Puis survient la phase des premières alternances, dans laquelle souvent les partis au pouvoir sont rejetés dans l’opposition, au profit d’autres formations politiques. Les électeurs sanctionnent dans ce cas, tantôt l’absence de maitrise du processus de transition, tantôt la lenteur des réformes, tantôt l’échec économique des gouvernants et de leurs partis (dans la plupart des cas), tantôt les dérives non démocratiques des partis ou coalitions au pouvoir (islamistes en Tunisie). Tantôt, ce sont les militaires qui prennent le dessus de manière autoritaire (Al-Sissi en Egypte).


 


Généralement, les partis qui ont gouverné dans la transition se révèlent incapables de répondre aux nouvelles demandes, de résoudre la question du chômage, de combattre l’extrême pauvreté, la corruption, le terrorisme, de faire face à la montée soudaine de la délinquance et de la criminalité organisée qui exploitent la nouvelle déliquescence étatique.
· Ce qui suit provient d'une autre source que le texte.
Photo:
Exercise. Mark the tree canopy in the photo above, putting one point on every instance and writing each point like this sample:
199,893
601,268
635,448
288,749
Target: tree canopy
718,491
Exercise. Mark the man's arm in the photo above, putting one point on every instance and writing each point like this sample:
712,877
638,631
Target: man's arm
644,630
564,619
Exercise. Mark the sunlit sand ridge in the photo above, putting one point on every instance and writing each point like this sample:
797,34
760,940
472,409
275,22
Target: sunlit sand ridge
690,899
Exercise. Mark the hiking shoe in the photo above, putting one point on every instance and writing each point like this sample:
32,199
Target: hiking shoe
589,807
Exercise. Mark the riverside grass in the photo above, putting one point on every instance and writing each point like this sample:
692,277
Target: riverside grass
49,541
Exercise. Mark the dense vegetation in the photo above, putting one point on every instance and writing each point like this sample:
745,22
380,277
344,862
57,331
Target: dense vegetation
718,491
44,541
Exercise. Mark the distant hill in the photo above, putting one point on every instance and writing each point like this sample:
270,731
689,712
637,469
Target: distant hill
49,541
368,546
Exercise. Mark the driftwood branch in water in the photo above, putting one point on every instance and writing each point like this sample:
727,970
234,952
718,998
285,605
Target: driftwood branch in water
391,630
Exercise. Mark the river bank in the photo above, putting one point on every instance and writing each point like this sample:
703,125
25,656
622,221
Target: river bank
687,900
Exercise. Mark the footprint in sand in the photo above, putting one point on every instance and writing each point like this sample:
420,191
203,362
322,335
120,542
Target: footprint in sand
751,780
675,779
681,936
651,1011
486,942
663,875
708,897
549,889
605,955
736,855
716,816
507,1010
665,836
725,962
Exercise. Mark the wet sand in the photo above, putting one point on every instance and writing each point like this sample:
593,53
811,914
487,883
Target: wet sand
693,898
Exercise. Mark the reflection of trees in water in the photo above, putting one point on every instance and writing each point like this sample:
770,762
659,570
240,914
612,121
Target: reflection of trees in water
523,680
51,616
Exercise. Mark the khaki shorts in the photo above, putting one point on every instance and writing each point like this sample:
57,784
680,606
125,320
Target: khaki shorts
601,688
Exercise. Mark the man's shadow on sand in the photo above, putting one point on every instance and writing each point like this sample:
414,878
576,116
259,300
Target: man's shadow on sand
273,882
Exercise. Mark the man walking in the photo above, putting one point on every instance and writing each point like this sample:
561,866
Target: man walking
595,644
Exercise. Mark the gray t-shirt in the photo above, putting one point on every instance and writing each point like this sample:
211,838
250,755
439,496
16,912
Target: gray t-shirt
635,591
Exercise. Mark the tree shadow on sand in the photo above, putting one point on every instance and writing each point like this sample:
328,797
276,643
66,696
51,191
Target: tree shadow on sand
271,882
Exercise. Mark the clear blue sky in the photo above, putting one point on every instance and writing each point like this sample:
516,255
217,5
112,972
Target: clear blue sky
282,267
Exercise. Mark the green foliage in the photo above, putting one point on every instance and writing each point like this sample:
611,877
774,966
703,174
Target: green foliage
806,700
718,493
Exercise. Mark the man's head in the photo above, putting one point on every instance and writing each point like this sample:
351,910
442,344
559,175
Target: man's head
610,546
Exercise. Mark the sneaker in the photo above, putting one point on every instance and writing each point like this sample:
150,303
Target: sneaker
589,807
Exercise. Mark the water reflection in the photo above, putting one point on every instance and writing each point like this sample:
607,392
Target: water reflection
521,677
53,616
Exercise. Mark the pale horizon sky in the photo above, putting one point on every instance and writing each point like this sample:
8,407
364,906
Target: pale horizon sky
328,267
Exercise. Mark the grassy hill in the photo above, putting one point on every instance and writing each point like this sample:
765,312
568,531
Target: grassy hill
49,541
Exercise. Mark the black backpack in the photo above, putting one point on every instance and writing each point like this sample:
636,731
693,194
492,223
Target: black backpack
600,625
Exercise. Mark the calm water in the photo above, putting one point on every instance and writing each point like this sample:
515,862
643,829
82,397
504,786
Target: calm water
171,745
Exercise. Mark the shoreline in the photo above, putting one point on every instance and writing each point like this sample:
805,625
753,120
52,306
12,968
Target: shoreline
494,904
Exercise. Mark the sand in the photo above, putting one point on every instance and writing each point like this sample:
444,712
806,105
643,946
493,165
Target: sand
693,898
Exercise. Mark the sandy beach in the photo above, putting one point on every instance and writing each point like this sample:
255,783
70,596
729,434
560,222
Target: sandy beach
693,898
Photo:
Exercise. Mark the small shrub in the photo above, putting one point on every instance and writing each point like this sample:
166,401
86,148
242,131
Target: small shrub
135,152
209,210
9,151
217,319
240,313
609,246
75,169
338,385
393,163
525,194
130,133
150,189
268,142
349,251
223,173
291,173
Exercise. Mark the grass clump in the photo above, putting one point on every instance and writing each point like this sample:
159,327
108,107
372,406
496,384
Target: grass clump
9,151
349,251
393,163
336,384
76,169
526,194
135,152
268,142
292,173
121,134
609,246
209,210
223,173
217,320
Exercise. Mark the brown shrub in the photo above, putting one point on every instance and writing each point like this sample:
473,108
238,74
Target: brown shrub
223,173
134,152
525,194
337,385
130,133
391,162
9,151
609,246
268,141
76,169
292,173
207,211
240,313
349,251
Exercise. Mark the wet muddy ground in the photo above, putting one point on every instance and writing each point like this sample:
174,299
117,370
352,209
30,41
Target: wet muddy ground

C’est pourquoi des gouvernements de coalition ou des gouvernements d’union nationale sont constitués pour tenter de résoudre les grands défis de la transition. (Portugal, Tunisie, Libye). Ces types de gouvernement rappellent en pratique la nécessité des compromis et des dialogues entre les partis dans les phases de transition, où souvent les partis, en accord avec les sociétés civiles, sont contraints à l’exercice consensuel du pouvoir. Peu enracinés et peu implantés, ils ne peuvent gouverner seuls.


 


Lors de la transition, les nouveaux partis ne sont pas toujours bien perçus par l’opinion. Celle-ci est habituée au paysage monolithique des régimes autoritaires, elle ressent de la méfiance à l’égard de la prolifération chaotique des partis, nés dans la transition, et pour la plupart inconnus jusque-là. Les populations se trouvent agressés par les partis. Ainsi, à peine nés dans la transition, souvent ces partis entrent aussitôt en crise, comme dans les vieilles démocraties (qui entrent, eux, plutôt dans une crise de maturité). La crise des partis qui survient dans ces cas est aussi bien une crise de perception qu’une  crise de représentation. Elle est la manifestation d’un décalage entre d’une part, les intérêts et les vœux d’une population souhaitant retrouver une liberté soudaine, mais en préservant la « stabilité » de l’autoritarisme, et d’autre part, les représentants des partis, encore peu professionnels, motivés par une ambition personnelle trop voyante. Ce qui explique qu’en Tunisie, par exemple, on fait davantage confiance à la société civile qu’aux partis politiques, laïcs ou islamistes. A la différence d’autres régions du monde, certains pays, comme la Libye, n’ont jamais connu dans le passé khadéfiste l’existence de partis politiques, même s’ils ont eu dans la transition des élections pluralistes. D’autres régions, comme l’Amérique latine, ne bénéficient pas, à quelques exceptions près, d’une longue tradition partisane.


 


Tout cela devrait relativiser les maux et les défauts des partis politiques tunisiens, aussi importants soient-ils. Tous les pays en transition, du Nord et du Sud, de l’Est et de l’Ouest, sont logés à la même enseigne en la matière, à des degrés différents et selon les spécificités des uns et des autres. Construire la démocratie et les partis en même temps est loin d’être une chose aisée. En Espagne, les partis ont réussi difficilement à marginaliser le pouvoir militaire et leurs représentants politiques ; en Afrique du Sud, l’ANC et les partis ont surmonté péniblement le racisme et les préjugés d’en face ; dans les pays de l’Est, les partis ont réussi dans la durée à marginaliser le totalitarisme communiste ; dans les révoltes arabes, c’est tantôt l’islam politique, tantôt l’armée qui sont aujourd’hui le plus à craindre dans la transition démocratique. A chacun son spectre, à chacun son défi.